The Autobiography of Alice B. Toklas by Gertrude Stein and The Alice B. Toklas Cook Book by Alice B. Toklas -- I like to think of these two books as volumes one and two of a memoir. Volume one is chatty, gossipy, and often just plain daft. As for volume two, I first went through its pages to find a hash brownie recipe (turned out to be a "haschich fudge") and found instead the Indochinese cooks who became the inspiration for The Book of Salt. I love you, Alice B. Toklas!
The Bluest Eye by Toni Morrison -- Visceral and tragic, this is the novel that taught me the most significant lessons that I learned in college about writing.
Poet in New York by Federico García Lorca -- If I was granted fluency in Spanish for only one day (this is one of my recurring fantasies), I would spend the whole of it reading Lorca. I read this collection in the fall of 2000, when I was living in a small town in Andalusia for a month. There, I saw New York City through Lorca's words and Andalusia through Lorca's longing for it.
Serve It Forth by M.F.K. Fisher -- Fisher, who is arguably the best food writer that the U.S. has ever produced, writes in one of her essays, "Almost every person has something secret he likes to eat." I won't reveal what hers is, but it involves Paris, a citrus fruit, and a radiator.
Autobiography of Red by Anne Carson -- Reading this novel, a reimagining of a Greek myth, is like walking on the blade of a knife. Exquisite because it required so much skill to write, dangerous because it is drawing blood, beautiful because it is not a blade at all but words in the hands of a master.

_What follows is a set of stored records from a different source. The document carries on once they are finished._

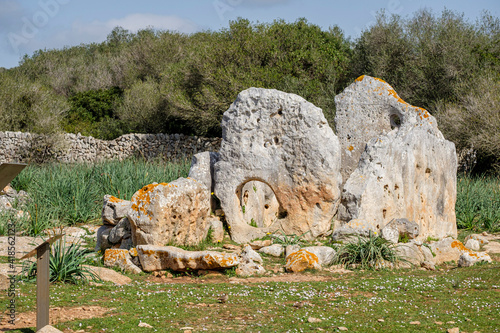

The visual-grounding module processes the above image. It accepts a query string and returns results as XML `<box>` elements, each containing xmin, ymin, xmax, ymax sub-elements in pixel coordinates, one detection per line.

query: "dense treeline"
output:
<box><xmin>0</xmin><ymin>11</ymin><xmax>500</xmax><ymax>171</ymax></box>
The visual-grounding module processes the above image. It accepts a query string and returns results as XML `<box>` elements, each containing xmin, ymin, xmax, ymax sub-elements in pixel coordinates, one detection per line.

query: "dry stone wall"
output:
<box><xmin>0</xmin><ymin>132</ymin><xmax>221</xmax><ymax>163</ymax></box>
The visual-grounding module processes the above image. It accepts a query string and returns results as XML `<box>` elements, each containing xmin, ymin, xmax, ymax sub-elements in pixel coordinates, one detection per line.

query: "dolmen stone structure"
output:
<box><xmin>97</xmin><ymin>76</ymin><xmax>468</xmax><ymax>275</ymax></box>
<box><xmin>215</xmin><ymin>88</ymin><xmax>341</xmax><ymax>243</ymax></box>
<box><xmin>335</xmin><ymin>76</ymin><xmax>457</xmax><ymax>239</ymax></box>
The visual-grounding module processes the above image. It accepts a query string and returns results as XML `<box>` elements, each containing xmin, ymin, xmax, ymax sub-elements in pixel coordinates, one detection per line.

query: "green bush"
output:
<box><xmin>21</xmin><ymin>240</ymin><xmax>101</xmax><ymax>284</ymax></box>
<box><xmin>335</xmin><ymin>233</ymin><xmax>404</xmax><ymax>269</ymax></box>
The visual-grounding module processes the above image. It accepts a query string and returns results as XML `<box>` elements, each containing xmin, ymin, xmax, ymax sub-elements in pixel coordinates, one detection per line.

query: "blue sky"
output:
<box><xmin>0</xmin><ymin>0</ymin><xmax>500</xmax><ymax>68</ymax></box>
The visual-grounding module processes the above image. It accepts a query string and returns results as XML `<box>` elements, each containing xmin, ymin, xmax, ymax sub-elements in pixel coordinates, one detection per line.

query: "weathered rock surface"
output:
<box><xmin>104</xmin><ymin>249</ymin><xmax>142</xmax><ymax>274</ymax></box>
<box><xmin>430</xmin><ymin>237</ymin><xmax>491</xmax><ymax>264</ymax></box>
<box><xmin>303</xmin><ymin>246</ymin><xmax>336</xmax><ymax>266</ymax></box>
<box><xmin>137</xmin><ymin>245</ymin><xmax>239</xmax><ymax>272</ymax></box>
<box><xmin>215</xmin><ymin>88</ymin><xmax>341</xmax><ymax>243</ymax></box>
<box><xmin>331</xmin><ymin>219</ymin><xmax>374</xmax><ymax>243</ymax></box>
<box><xmin>464</xmin><ymin>234</ymin><xmax>489</xmax><ymax>246</ymax></box>
<box><xmin>207</xmin><ymin>216</ymin><xmax>224</xmax><ymax>243</ymax></box>
<box><xmin>335</xmin><ymin>76</ymin><xmax>457</xmax><ymax>239</ymax></box>
<box><xmin>108</xmin><ymin>217</ymin><xmax>132</xmax><ymax>244</ymax></box>
<box><xmin>101</xmin><ymin>194</ymin><xmax>132</xmax><ymax>225</ymax></box>
<box><xmin>381</xmin><ymin>218</ymin><xmax>419</xmax><ymax>243</ymax></box>
<box><xmin>259</xmin><ymin>244</ymin><xmax>285</xmax><ymax>257</ymax></box>
<box><xmin>95</xmin><ymin>225</ymin><xmax>113</xmax><ymax>252</ymax></box>
<box><xmin>128</xmin><ymin>178</ymin><xmax>210</xmax><ymax>246</ymax></box>
<box><xmin>457</xmin><ymin>252</ymin><xmax>493</xmax><ymax>267</ymax></box>
<box><xmin>236</xmin><ymin>245</ymin><xmax>266</xmax><ymax>276</ymax></box>
<box><xmin>465</xmin><ymin>238</ymin><xmax>481</xmax><ymax>251</ymax></box>
<box><xmin>285</xmin><ymin>249</ymin><xmax>321</xmax><ymax>273</ymax></box>
<box><xmin>188</xmin><ymin>151</ymin><xmax>219</xmax><ymax>211</ymax></box>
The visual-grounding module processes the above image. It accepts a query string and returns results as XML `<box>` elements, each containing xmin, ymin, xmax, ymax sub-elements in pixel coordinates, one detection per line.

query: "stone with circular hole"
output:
<box><xmin>215</xmin><ymin>88</ymin><xmax>341</xmax><ymax>243</ymax></box>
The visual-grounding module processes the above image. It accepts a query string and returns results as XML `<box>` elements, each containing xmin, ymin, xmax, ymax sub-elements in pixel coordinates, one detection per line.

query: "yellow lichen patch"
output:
<box><xmin>109</xmin><ymin>196</ymin><xmax>123</xmax><ymax>202</ymax></box>
<box><xmin>355</xmin><ymin>75</ymin><xmax>365</xmax><ymax>82</ymax></box>
<box><xmin>128</xmin><ymin>247</ymin><xmax>139</xmax><ymax>257</ymax></box>
<box><xmin>285</xmin><ymin>249</ymin><xmax>319</xmax><ymax>273</ymax></box>
<box><xmin>451</xmin><ymin>241</ymin><xmax>477</xmax><ymax>257</ymax></box>
<box><xmin>132</xmin><ymin>183</ymin><xmax>170</xmax><ymax>217</ymax></box>
<box><xmin>104</xmin><ymin>249</ymin><xmax>128</xmax><ymax>267</ymax></box>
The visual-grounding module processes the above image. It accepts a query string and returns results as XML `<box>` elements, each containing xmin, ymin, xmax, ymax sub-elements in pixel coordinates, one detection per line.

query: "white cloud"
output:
<box><xmin>31</xmin><ymin>14</ymin><xmax>200</xmax><ymax>49</ymax></box>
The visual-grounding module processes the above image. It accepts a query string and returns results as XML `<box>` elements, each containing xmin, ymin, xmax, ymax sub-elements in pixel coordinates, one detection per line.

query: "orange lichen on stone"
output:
<box><xmin>132</xmin><ymin>183</ymin><xmax>170</xmax><ymax>217</ymax></box>
<box><xmin>355</xmin><ymin>75</ymin><xmax>365</xmax><ymax>82</ymax></box>
<box><xmin>451</xmin><ymin>241</ymin><xmax>477</xmax><ymax>257</ymax></box>
<box><xmin>108</xmin><ymin>196</ymin><xmax>123</xmax><ymax>203</ymax></box>
<box><xmin>285</xmin><ymin>249</ymin><xmax>319</xmax><ymax>273</ymax></box>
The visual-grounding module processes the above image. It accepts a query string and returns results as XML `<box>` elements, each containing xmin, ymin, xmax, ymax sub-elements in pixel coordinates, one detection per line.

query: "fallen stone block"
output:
<box><xmin>285</xmin><ymin>249</ymin><xmax>321</xmax><ymax>273</ymax></box>
<box><xmin>136</xmin><ymin>245</ymin><xmax>239</xmax><ymax>272</ymax></box>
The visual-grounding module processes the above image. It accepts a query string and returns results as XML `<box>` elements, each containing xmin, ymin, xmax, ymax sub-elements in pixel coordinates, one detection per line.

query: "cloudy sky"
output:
<box><xmin>0</xmin><ymin>0</ymin><xmax>500</xmax><ymax>68</ymax></box>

The Woman Warrior by Maxine Hong Kingston -- From its very first line ("You must not tell anyone," my mother said, "what I am about to tell you."), this book goes for the jugular. Asian America has never been the same.
What are some of your favorite films, and what makes them unforgettable to you? Lolita -- I like to think of this film as an immigrant story. For me, that makes it a doubly interesting and subversive narrative. Peter Sellers is also at the height of his comic powers here. He is sly, smart, and also weirdly sexy.

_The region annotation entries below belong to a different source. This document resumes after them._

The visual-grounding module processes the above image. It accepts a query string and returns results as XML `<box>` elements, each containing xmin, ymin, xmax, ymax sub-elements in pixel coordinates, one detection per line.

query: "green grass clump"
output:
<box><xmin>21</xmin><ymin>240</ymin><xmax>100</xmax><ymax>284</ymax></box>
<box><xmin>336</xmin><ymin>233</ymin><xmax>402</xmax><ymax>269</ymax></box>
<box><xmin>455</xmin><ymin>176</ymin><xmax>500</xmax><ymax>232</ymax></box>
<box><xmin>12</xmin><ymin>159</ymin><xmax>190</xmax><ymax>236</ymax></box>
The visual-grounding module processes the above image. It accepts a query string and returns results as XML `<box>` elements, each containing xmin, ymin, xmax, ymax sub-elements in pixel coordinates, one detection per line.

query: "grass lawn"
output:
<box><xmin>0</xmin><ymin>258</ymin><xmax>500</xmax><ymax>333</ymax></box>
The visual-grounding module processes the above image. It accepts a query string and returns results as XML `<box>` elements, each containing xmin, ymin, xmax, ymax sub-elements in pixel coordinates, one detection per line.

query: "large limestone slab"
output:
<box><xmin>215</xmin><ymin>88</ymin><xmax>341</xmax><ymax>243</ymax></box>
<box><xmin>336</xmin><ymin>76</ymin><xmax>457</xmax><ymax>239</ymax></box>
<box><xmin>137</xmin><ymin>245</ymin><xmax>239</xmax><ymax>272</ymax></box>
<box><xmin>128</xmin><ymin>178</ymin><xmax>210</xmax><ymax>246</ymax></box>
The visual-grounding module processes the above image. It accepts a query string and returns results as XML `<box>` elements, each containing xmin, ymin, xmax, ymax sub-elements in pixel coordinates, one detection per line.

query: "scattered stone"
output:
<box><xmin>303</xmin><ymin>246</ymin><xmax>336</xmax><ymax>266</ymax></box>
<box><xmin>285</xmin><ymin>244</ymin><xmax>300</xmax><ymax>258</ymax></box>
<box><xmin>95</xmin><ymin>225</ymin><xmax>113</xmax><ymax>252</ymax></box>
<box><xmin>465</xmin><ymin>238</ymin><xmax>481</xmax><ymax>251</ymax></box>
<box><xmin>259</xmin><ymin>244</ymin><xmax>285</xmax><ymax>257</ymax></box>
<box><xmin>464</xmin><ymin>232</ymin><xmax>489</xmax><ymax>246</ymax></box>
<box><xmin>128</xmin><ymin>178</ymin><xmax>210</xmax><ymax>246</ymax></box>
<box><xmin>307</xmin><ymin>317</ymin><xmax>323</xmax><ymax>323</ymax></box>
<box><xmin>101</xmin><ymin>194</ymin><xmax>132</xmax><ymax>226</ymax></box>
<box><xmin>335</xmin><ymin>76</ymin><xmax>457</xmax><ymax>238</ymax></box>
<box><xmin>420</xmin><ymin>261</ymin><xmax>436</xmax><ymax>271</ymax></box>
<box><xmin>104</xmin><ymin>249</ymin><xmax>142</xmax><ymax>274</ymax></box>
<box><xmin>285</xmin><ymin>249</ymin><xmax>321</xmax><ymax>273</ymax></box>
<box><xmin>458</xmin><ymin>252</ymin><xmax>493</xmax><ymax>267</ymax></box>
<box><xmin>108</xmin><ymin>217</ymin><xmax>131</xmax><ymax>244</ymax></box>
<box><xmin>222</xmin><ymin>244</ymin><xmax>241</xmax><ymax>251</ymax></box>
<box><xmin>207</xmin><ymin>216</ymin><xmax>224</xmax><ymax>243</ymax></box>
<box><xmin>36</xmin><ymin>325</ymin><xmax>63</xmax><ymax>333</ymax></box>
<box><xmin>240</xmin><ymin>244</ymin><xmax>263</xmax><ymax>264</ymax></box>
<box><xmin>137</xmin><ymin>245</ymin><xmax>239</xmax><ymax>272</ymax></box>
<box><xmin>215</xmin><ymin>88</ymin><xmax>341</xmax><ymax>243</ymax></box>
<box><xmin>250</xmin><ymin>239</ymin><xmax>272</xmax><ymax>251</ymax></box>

Who's Afraid of Virginia Woolf? -- This is the best horror flick ever made. The dialogue is perfect in its mercilessness.
The Scent of Green Papaya -- This is not so much a film but a series of remembered images captured on film. This is what my childhood memories of Vietnam look like, not so much the specific images but rather the micro attention to the details of an everyday world that is now lost.
Dazed and Confused -- An elegy to the state of Texas, high school years, newspaper geeks, and homoerotic/Sapphic rituals conceived of and implemented by jocks and cheerleaders. It is also has the best role that Mathew McConaughey has ever been in.
What types of music do you like? Is there any particular kind you like to listen to when you're writing?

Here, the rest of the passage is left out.